Managing the Steady State Chromatin Landscape by Nucleosome Dynamics

Abstract

Gene regulation arises out of dynamic competition between nucleosomes, transcription factors, and other chromatin proteins for the opportunity to bind genomic DNA. The timescales of nucleosome assembly and binding of factors to DNA determine the outcomes of this competition at any given locus. Here, we review how these properties of chromatin proteins and the interplay between the dynamics of different factors are critical for gene regulation. We discuss how molecular structures of large chromatin-associated complexes, kinetic measurements, and high resolution mapping of protein-DNA complexes in vivo set the boundary conditions for chromatin dynamics, leading to models of how the steady state behaviors of regulatory elements arise.

Keywords: RNAPII; chromatin; chromatin remodelers; nucleosome; time; transcription factors.

Figure 1.. Chromatin proteins to scale.

Protein complexes sketched from 3D structures are drawn, and the segment of DNA that each protects is indicated. From left to right: nucleosome (wrapping 150 bp), nucleosome with chromatin remodeler (1) (120 bp footprint), transcription factor (~20 bp footprint), RNAPII and Mediator (2) (80 bp footprint), and a replisome (3) (60 bp footprint). A nucleosome depleted region (NDR) is usually found at promoters of active genes. The wrapping of DNA around a nucleosome causes the DNA to be negatively supercoiled, indicated by black “-” sign below the nucleosomes. The movement of remodelers, RNAPII, and replisome propagates positive supercoiling in front of these complexes and negative supercoiling behind them, indicated by red, green, and gray “+” and “-” signs for supercoiling and arrows for direction of movement of these complexes (4). Lengths of DNA are not drawn to scale as some structures like nucleosome wrap DNA.

Figure 2.. Chromatin duplication after DNA replication.

In this schematic of chromatin replication, the replication fork is shown moving to the right; thus, the parental chromatid is to the right of the fork and newly replicated daughter chromatids are to the left of the fork. Newly replicated chromatids remain nuclease sensitive up to 30 minutes post-replication (15) and the deposited nucleosomes get ordered by remodelers 5–30 minutes post-replication (16) as seen in the map of time post-replication (shown above the daughter chromatids). Similarly, transcription factors (TFs) start rebinding at most sites ~30 minutes post-replication in metazoans, creating nucleosome depleted regions (NDRs) (17).

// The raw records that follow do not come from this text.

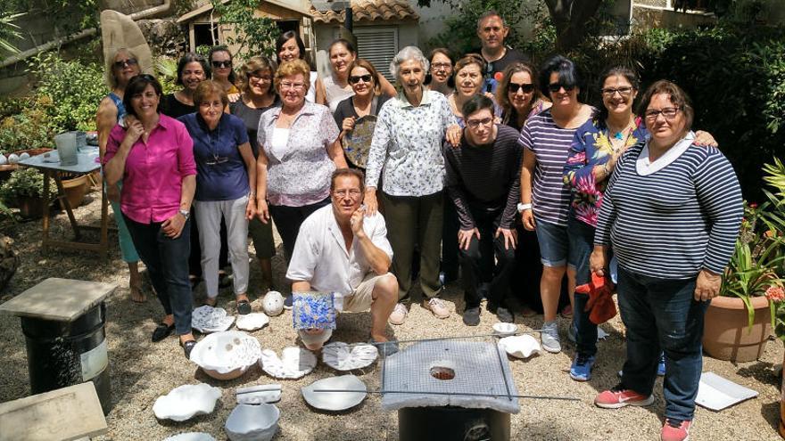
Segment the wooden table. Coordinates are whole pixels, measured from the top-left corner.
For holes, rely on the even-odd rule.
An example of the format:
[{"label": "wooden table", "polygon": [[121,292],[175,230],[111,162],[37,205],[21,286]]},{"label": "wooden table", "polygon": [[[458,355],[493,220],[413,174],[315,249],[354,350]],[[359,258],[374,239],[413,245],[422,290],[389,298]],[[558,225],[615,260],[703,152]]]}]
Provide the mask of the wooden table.
[{"label": "wooden table", "polygon": [[[48,155],[48,158],[45,156]],[[43,237],[41,238],[41,250],[45,253],[48,251],[49,247],[61,247],[70,249],[83,249],[87,251],[94,251],[106,256],[109,250],[108,239],[108,220],[109,217],[109,201],[106,199],[105,192],[101,191],[101,224],[98,226],[94,225],[79,225],[73,215],[73,208],[65,197],[65,192],[62,189],[62,173],[91,173],[101,168],[101,164],[96,161],[98,158],[97,147],[81,147],[77,154],[78,162],[73,166],[62,166],[60,164],[57,151],[53,151],[47,153],[36,155],[27,159],[19,161],[20,166],[31,167],[37,168],[44,174],[44,227]],[[49,237],[49,206],[51,200],[49,199],[49,180],[54,178],[54,184],[57,185],[57,198],[65,208],[70,225],[74,231],[73,241],[59,241],[50,239]],[[90,243],[81,241],[80,229],[99,230],[100,241],[98,243]]]}]

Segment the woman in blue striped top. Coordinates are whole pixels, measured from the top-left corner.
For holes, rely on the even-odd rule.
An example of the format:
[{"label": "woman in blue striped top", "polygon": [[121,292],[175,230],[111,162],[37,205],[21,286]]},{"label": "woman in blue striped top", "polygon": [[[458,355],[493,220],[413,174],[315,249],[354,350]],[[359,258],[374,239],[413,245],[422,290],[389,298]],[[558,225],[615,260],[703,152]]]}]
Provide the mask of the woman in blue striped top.
[{"label": "woman in blue striped top", "polygon": [[594,403],[605,408],[653,403],[662,348],[662,439],[686,439],[703,364],[703,317],[733,252],[741,191],[717,149],[690,148],[694,112],[679,86],[657,81],[640,106],[650,137],[627,149],[616,166],[591,258],[592,271],[607,274],[613,245],[627,359],[621,383]]}]

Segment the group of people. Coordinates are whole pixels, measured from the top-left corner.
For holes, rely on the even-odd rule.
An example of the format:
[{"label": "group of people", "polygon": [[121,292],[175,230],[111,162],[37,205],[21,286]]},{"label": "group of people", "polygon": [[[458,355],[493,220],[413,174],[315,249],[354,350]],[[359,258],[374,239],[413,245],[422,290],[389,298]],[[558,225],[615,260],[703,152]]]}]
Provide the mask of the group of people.
[{"label": "group of people", "polygon": [[[415,278],[423,307],[450,314],[440,293],[458,262],[463,322],[479,324],[483,298],[499,321],[513,322],[516,249],[534,232],[543,348],[561,351],[566,277],[577,345],[570,376],[591,378],[597,324],[575,287],[592,274],[610,283],[613,274],[627,360],[620,384],[595,404],[651,404],[663,359],[662,437],[685,439],[706,300],[741,220],[733,169],[710,135],[691,131],[693,107],[678,86],[649,86],[636,111],[637,75],[611,67],[597,109],[579,101],[589,86],[572,61],[554,56],[537,69],[504,45],[508,31],[489,12],[477,53],[454,61],[443,48],[426,57],[405,47],[390,65],[394,86],[346,40],[330,45],[332,73],[321,78],[294,32],[277,40],[277,61],[252,57],[239,75],[225,47],[207,59],[188,53],[178,66],[182,89],[166,96],[131,52],[118,51],[99,139],[132,298],[144,300],[141,259],[166,313],[153,339],[176,331],[188,355],[189,275],[203,277],[215,305],[227,265],[237,313],[251,312],[247,237],[271,286],[271,220],[292,291],[335,292],[344,311],[369,309],[369,339],[388,355],[396,347],[386,325],[404,323]],[[373,136],[358,161],[343,141],[368,120]],[[299,331],[314,350],[330,336]]]}]

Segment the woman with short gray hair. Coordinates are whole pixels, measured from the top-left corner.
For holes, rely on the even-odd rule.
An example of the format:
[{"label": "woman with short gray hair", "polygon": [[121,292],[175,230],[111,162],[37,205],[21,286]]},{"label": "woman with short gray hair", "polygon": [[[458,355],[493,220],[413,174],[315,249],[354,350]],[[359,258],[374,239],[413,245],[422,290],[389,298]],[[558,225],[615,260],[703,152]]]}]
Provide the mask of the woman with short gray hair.
[{"label": "woman with short gray hair", "polygon": [[[368,213],[376,211],[376,186],[384,170],[379,198],[387,218],[392,245],[392,273],[398,278],[398,305],[390,315],[392,324],[406,318],[403,305],[411,287],[411,260],[415,244],[420,251],[420,286],[423,307],[438,318],[450,315],[436,296],[442,222],[444,157],[442,142],[460,136],[460,128],[447,99],[423,86],[428,61],[414,46],[401,50],[390,63],[400,91],[379,111],[368,155],[365,203]],[[408,303],[408,302],[407,302]]]}]

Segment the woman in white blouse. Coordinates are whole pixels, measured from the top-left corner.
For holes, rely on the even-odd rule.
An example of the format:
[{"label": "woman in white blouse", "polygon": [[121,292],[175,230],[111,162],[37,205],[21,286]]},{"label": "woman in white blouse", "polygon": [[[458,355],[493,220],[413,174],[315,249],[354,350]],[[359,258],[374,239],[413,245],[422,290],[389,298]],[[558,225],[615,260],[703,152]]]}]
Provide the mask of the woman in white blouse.
[{"label": "woman in white blouse", "polygon": [[[390,70],[401,89],[379,111],[368,156],[365,203],[368,214],[376,211],[376,187],[384,169],[379,199],[387,218],[392,244],[392,273],[398,278],[399,302],[406,301],[411,287],[411,261],[415,245],[420,251],[420,286],[423,307],[439,318],[450,311],[436,296],[442,241],[445,134],[459,137],[460,128],[443,94],[423,86],[428,61],[414,46],[401,50]],[[401,324],[407,307],[398,303],[390,323]]]}]

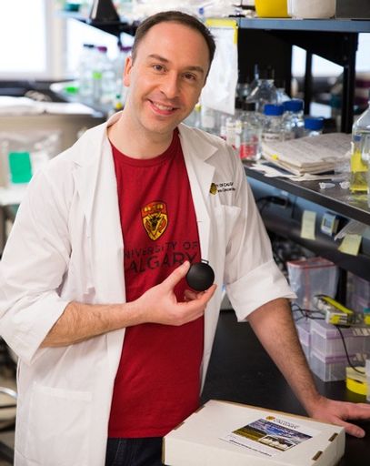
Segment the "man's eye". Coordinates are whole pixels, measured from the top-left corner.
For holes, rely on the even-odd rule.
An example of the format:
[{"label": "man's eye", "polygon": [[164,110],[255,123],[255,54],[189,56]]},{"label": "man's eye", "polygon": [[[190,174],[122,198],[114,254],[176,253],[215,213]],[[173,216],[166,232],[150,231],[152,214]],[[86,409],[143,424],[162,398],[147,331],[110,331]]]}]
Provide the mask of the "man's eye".
[{"label": "man's eye", "polygon": [[184,77],[187,80],[187,81],[196,81],[196,76],[195,75],[192,75],[191,73],[185,73],[184,75]]},{"label": "man's eye", "polygon": [[165,71],[165,66],[163,65],[153,65],[153,69],[155,71]]}]

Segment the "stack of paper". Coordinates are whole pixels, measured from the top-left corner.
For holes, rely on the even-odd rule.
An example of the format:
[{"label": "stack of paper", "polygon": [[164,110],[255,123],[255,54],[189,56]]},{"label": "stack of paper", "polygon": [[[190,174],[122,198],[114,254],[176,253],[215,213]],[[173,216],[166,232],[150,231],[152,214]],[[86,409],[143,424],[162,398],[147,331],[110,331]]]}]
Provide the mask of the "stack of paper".
[{"label": "stack of paper", "polygon": [[330,133],[284,142],[263,142],[263,157],[295,175],[332,171],[348,157],[351,135]]}]

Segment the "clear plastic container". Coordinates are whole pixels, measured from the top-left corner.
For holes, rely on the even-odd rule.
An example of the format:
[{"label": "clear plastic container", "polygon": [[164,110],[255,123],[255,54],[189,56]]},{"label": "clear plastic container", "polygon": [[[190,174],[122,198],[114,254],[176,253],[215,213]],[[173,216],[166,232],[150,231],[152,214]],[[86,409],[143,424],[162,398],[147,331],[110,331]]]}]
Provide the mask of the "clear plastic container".
[{"label": "clear plastic container", "polygon": [[274,85],[274,70],[267,67],[259,71],[257,86],[246,98],[255,102],[255,111],[264,113],[265,104],[277,104],[277,90]]},{"label": "clear plastic container", "polygon": [[[355,328],[341,329],[348,354],[366,352],[367,336],[356,332]],[[324,320],[311,324],[311,347],[325,357],[345,357],[345,350],[338,329]]]},{"label": "clear plastic container", "polygon": [[291,100],[291,97],[285,92],[285,81],[284,79],[275,79],[275,86],[276,87],[277,93],[277,104],[284,104]]},{"label": "clear plastic container", "polygon": [[322,116],[306,116],[305,118],[305,136],[323,134],[324,118]]},{"label": "clear plastic container", "polygon": [[284,140],[283,113],[284,107],[281,105],[266,104],[265,106],[265,120],[262,130],[263,141]]},{"label": "clear plastic container", "polygon": [[335,296],[338,268],[324,258],[289,260],[289,283],[296,294],[295,303],[303,309],[315,309],[315,295]]},{"label": "clear plastic container", "polygon": [[304,102],[301,99],[286,100],[283,104],[285,139],[296,139],[305,136]]},{"label": "clear plastic container", "polygon": [[254,102],[244,104],[240,122],[240,158],[245,161],[259,160],[262,152],[262,120],[255,114],[255,104]]},{"label": "clear plastic container", "polygon": [[[352,364],[358,362],[355,355],[349,358]],[[332,382],[345,380],[345,368],[349,364],[345,356],[325,356],[316,352],[312,346],[309,365],[318,378],[325,382]]]},{"label": "clear plastic container", "polygon": [[[349,188],[353,193],[369,193],[368,163],[370,155],[369,107],[352,127],[351,176]],[[370,197],[369,197],[370,198]]]},{"label": "clear plastic container", "polygon": [[299,341],[302,345],[311,345],[311,322],[310,320],[298,320],[295,322]]}]

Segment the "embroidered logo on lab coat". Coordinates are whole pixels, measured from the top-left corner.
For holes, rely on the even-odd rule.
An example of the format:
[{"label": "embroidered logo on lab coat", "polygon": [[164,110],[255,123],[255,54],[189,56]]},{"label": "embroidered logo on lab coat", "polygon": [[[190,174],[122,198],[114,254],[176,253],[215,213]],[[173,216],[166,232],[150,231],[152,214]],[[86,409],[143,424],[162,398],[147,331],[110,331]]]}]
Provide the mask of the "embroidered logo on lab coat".
[{"label": "embroidered logo on lab coat", "polygon": [[165,202],[154,201],[141,209],[144,228],[150,239],[155,241],[161,237],[168,225],[167,206]]},{"label": "embroidered logo on lab coat", "polygon": [[212,183],[209,192],[214,195],[217,194],[217,187],[215,186],[215,183]]}]

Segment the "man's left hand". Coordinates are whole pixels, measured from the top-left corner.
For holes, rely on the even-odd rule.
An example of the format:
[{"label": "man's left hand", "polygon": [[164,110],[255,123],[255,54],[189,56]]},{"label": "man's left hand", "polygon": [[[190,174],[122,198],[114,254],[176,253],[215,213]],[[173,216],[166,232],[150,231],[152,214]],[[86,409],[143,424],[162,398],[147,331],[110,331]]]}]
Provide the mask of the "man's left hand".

Figure 3.. DNA wrapping and the subunit structure of the nucleosome.

The top is a sketch of the length of DNA protected by a histone octamer with the arginine-phosphate contacts (sprockets, (24)). Asymmetric unwrapping by processive helicases and polymerases would lead to progressive loss of the arginine contacts (25)(middle). (H3•H4)₂ tetramers are minimal units deposited on newly replicated DNA (26, 27), engaging the central arginine sprockets (bottom).

Figure 4.. The timescales of chromatin dynamics.

(top) Time in seconds plotted on a log scale, annotated with chromatin processes that occur at various timescales. (bottom) Schematic of the dynamics of chromatin proteins on DNA with length of arrows depicting relative rates. Nucleosome assembly is efficient due to chaperones and remodelers. Nucleosome disassembly is fast at regulatory sites to facilitate transcription factor binding compared to non-regulatory sites. Rates of RNA polymerase successfully forming PICs and elongating are much lower relative to the off rates based on observations that only a small fraction of polymerases successfully initiate and elongate (10). TXC - transcription complex; PIC - pre-initiation complex.